The days between Christmas and New Year are my favourite of the season, an emptiness into which hours tumble as life remains on hold. A Swedish friend told me that this time is known as mellandagarna in his country: the between-days.
Looking back through mellandagarna past, I noticed a theme: our family likes to walk between the years. My photo library records that for the last eight years or more, we’ve filled those quiet days with walks. Under clear skies and grey, through mud and through snow, we’ve unintentionally worn this path of tradition through our lives.

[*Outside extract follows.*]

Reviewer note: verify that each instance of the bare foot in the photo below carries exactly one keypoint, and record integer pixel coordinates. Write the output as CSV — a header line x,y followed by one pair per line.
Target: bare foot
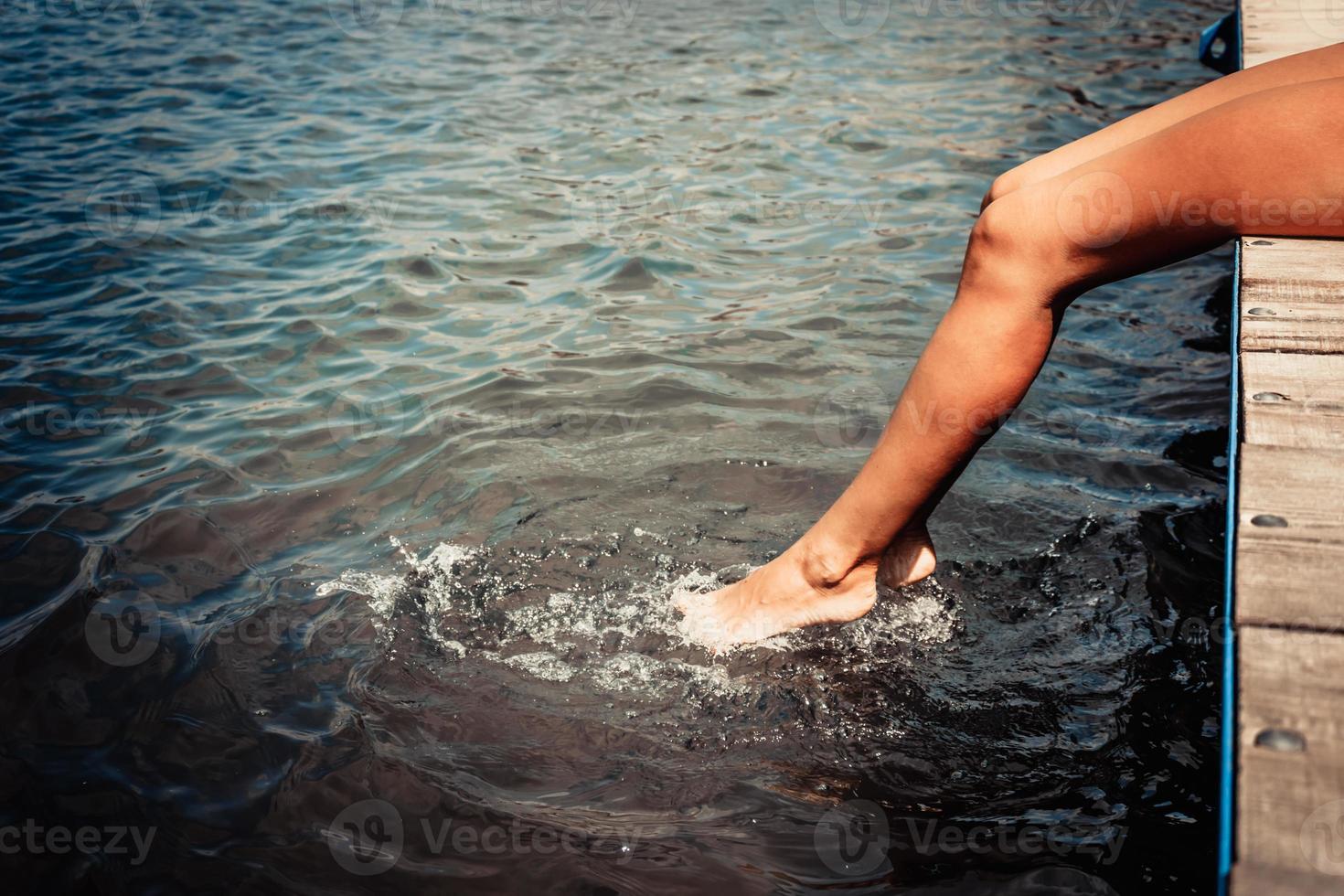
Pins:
x,y
805,587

This year, the impending New Year brought clear skies and vermillion sunsets. We walked and stood on the hills until the temperature fell with the sun.In 2024, a series of temperature inversions turned the world upside down. Each morning, we’d set off up the hill through the clouds and emerge onto sunlit islands.In 2023, we felt the urge to move our legs despite the pouring rain and sodden ground. The desire to walk paths, to make lines on the world, is fundamentally human.In 2022, we walked one of our regular ways, signposted by this tree. It has clearly experienced some trauma, but has kept reaching up, undaunted.In 2021, ahead of the Covid lockdown, we walked the Dales Way Link from Bramhope to Otley Chevin. It was bleak, but better than what lay ahead in lockdown.In 2020, snowfall rounded off a year of lockdowns and anxiety. Our world shrank even more, but delightfully so: to footprints in the snow and the hot chocolate waiting at home.In 2019, we met up with family from New Zealand and walked the deserted Cherwell Down. It was a parting of the ways; I may not get the chance to see some of those relations again.In 2018, we walked out of Leeds – following the Dales Way extension through the edgelands. It was the start of a journey we’re still undertaking, one that will eventually end in The Lakes.